Peter Courtney is a joint PhD candidate in economics at VU Amsterdam (Tinbergen Institute) and Stellenbosch University, on a research stay at the Blavatnik School of Government. He holds the 2025 C. Lowell Harriss Dissertation Fellowship from the Lincoln Institute of Land Policy, an Oppenheimer Memorial Trust Fellowship, and an Emergent Ventures Grant. Publications with Oxford University Press and Brill; policy work for UNU-WIDER and South African National Treasury. Previous positions at J-PAL Africa and UN FAO. More info available here.

Mapping Fever Hotspots to Support Vaccine Trials

This research project will be a descriptive study to map high-risk RVF regions in West Africa (particularly Senegal, the Gambia and Mauritania), collating seasonal livestock movement with environmental drivers and livestock and human distributions.
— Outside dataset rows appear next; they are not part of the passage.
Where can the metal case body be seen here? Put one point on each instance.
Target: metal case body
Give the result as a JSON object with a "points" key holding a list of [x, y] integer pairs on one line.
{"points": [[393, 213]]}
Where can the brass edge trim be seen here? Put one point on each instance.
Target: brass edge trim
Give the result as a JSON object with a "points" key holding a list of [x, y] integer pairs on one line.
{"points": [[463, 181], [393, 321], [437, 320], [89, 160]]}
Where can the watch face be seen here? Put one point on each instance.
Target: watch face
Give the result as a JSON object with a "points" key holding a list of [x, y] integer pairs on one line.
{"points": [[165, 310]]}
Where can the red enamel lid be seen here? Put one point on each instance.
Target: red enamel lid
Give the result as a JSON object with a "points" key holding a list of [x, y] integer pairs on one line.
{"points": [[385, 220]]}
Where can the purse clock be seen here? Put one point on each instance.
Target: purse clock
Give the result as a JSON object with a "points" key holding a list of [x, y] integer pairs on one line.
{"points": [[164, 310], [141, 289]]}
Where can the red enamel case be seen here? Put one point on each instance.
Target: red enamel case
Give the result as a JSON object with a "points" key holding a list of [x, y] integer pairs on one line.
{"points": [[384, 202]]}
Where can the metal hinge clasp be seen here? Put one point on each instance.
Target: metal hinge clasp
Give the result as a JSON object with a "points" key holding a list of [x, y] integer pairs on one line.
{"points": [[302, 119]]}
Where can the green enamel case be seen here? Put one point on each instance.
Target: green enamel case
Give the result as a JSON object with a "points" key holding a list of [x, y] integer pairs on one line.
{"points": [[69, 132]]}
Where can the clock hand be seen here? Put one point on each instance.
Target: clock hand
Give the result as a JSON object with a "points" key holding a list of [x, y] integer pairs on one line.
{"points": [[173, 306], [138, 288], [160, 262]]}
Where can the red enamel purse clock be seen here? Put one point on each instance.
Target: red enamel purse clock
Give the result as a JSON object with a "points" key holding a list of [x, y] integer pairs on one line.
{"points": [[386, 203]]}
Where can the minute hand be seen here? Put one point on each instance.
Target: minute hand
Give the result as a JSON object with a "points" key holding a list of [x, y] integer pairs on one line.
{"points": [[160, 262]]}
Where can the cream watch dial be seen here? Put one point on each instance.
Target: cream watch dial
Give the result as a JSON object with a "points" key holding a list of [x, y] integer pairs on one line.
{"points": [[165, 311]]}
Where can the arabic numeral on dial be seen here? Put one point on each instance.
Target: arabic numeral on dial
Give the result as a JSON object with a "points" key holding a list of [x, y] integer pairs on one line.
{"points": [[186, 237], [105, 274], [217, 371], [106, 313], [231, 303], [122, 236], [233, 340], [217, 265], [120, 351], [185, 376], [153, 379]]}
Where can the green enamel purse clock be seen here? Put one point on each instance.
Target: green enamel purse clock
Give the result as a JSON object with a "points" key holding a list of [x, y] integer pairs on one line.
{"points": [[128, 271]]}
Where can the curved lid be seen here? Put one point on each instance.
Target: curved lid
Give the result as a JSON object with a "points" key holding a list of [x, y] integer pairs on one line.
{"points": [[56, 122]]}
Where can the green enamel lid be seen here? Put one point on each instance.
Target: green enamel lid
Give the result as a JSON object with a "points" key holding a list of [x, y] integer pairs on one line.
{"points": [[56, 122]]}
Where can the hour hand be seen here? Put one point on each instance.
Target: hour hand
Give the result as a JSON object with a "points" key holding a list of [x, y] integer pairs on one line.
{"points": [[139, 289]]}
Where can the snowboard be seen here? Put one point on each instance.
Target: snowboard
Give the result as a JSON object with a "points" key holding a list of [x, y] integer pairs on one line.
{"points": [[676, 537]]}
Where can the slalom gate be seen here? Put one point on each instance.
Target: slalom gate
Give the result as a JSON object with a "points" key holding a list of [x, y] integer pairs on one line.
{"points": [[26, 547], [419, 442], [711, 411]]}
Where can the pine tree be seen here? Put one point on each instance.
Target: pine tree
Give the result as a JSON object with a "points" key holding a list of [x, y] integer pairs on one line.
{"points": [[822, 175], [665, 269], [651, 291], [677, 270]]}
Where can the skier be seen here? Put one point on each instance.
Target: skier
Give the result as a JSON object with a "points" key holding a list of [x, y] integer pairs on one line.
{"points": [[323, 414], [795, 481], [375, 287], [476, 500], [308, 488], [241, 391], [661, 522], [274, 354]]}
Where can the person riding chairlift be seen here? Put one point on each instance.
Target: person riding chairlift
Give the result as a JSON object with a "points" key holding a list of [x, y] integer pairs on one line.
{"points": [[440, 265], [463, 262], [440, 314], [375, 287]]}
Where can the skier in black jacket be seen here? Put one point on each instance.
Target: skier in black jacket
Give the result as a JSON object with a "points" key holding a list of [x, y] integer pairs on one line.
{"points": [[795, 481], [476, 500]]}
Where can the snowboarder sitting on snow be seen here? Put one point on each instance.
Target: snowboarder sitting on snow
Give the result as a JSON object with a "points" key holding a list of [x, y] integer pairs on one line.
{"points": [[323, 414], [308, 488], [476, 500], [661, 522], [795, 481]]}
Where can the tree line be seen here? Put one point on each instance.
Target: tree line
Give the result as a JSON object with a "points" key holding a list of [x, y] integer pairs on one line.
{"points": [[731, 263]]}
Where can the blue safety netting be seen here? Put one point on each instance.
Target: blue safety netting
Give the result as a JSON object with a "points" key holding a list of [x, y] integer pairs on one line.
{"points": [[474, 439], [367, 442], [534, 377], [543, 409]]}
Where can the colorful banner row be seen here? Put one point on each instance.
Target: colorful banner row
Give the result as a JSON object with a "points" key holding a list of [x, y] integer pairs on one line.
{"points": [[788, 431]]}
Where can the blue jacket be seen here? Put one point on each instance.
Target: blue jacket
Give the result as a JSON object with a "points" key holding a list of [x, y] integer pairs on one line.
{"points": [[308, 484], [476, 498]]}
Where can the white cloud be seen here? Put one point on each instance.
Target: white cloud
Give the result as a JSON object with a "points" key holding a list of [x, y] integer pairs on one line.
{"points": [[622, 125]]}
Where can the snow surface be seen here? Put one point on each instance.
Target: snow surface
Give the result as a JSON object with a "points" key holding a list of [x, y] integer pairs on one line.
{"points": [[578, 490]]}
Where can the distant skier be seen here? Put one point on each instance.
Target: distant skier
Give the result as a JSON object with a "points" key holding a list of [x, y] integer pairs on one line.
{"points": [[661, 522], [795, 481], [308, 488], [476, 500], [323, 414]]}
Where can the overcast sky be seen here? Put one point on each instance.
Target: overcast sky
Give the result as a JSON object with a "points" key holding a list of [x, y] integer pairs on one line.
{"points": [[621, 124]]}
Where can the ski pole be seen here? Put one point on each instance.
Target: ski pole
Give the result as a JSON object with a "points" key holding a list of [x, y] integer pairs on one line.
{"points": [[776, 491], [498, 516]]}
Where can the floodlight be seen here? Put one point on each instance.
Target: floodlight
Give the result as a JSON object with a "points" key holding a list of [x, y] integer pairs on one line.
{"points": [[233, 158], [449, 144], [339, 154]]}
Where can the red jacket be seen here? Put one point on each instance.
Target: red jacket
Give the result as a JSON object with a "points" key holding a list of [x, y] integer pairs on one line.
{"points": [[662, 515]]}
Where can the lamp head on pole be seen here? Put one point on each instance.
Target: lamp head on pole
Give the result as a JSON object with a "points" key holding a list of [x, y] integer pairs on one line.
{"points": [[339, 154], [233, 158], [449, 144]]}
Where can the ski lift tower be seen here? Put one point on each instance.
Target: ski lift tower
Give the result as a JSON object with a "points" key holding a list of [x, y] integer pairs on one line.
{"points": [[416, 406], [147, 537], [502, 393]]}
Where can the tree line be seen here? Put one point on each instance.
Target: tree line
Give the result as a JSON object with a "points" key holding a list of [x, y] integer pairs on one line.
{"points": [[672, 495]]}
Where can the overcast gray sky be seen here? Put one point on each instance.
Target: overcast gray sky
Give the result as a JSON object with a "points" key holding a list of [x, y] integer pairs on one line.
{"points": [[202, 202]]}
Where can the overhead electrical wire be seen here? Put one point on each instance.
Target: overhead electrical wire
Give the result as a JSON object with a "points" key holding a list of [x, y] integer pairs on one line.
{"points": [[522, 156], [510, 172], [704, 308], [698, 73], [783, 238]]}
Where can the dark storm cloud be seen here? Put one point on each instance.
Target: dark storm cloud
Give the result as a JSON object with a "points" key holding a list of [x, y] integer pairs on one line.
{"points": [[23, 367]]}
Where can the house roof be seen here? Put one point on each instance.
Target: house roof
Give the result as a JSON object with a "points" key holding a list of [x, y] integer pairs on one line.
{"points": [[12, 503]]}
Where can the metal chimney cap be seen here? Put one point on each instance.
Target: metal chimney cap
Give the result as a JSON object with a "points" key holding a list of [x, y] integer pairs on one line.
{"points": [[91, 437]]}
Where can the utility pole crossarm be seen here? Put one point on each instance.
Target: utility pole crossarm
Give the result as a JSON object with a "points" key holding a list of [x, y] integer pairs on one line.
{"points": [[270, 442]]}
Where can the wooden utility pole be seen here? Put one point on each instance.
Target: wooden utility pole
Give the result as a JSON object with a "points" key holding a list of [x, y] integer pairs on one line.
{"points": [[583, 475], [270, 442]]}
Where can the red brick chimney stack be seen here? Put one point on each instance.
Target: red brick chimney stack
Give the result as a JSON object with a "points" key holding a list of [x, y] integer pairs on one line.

Furthermore, to identify where elevated risk may coincide with surveillance “dead zones.” The work will involvereviewing the literature on migration and trade networks, scraping, collating, and processing publicly available datasets to construct spatial and temporal maps and explore potential hotspots.

This project will directly contribute to our broader RVF forecasting framework and have clear applied impact by supporting local partners in identifying and prioritising potential sites for future RVF vaccine trials.

I am an infectious disease epidemiologist and modeller focused on understanding and mitigating the spread of pathogens in populations. My research involves modelling transmission dynamics and optimising vaccination strategies, including how vaccines are evaluated under dynamic, outbreak-driven conditions.

I am currently a postdoctoral researcher in Professor Fraser’s Pathogen Dynamics Group at the Pandemic Sciences Institute, contributing to modelling vaccine trial designs for WHO pandemic priority pathogens, with a particular focus on Rift Valley fever.